Samuel pensou por um instante.

— Bem, eu simplesmente não penso em mais nada. Cada coisa que vejo, cheiro, sinto, ouço, remete a ela. E dói terrivelmente não poder fazer nada.

— Ela reapareceu depois do primeiro encontro de vocês?

— Sim, uma vez mais. Ela me encontrou na universidade. Fez sexo selvagem comigo em uma sala de aula.

Macário fez uma cara cômica de admiração. Então riu.

— Ela trepou com você em uma sala de aula?

— Você é velho demais pra usar esses termos.

— O que eu deveria dizer? Fornicar? Saiba que eu trepei muito em minha vida, moleque. E ainda trepo, e sem azulzinhas.

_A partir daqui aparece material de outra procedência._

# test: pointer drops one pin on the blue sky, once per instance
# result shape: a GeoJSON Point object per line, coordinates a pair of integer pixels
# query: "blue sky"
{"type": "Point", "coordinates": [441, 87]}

— Sem azulzinhas? — Samuel deu uma risada incrédula.

— Não entendo a surpresa.

— A senhora sua esposa é sortuda.

—Sou viúvo. Mas vez ou outra arranjo namoradas. Coloco molecotes como você no chinelo.

— Aqui estou discutindo sexo com um sexagenário.

Samuel adorava conversar com Macário. A PACE não era uma loja à qual os clientes entravam o tempo todo para olhar as prateleiras. Quem se interessava por caixões? Por isso mesmo Macário passava o dia inteiro sentado sem nada para fazer, a não ser quando tinha seus clientes, todos frutos de alguma tragédia. Assim sendo, Samuel era sempre uma visita bem-vinda. Tinha funcionários, claro, Pedro no atendimento, o motorista e outro homem responsáveis pelo translado dos caixões e uma tanatóloga, preparadora e maquiadora de cadáveres. Macário passava a maior parte do trabalho sozinho, em seu escritório, atendendo ligações, preparando documentações e negociando com serviços terceirizados. Ou simplesmente lendo livros, em especial sobre espiritismo.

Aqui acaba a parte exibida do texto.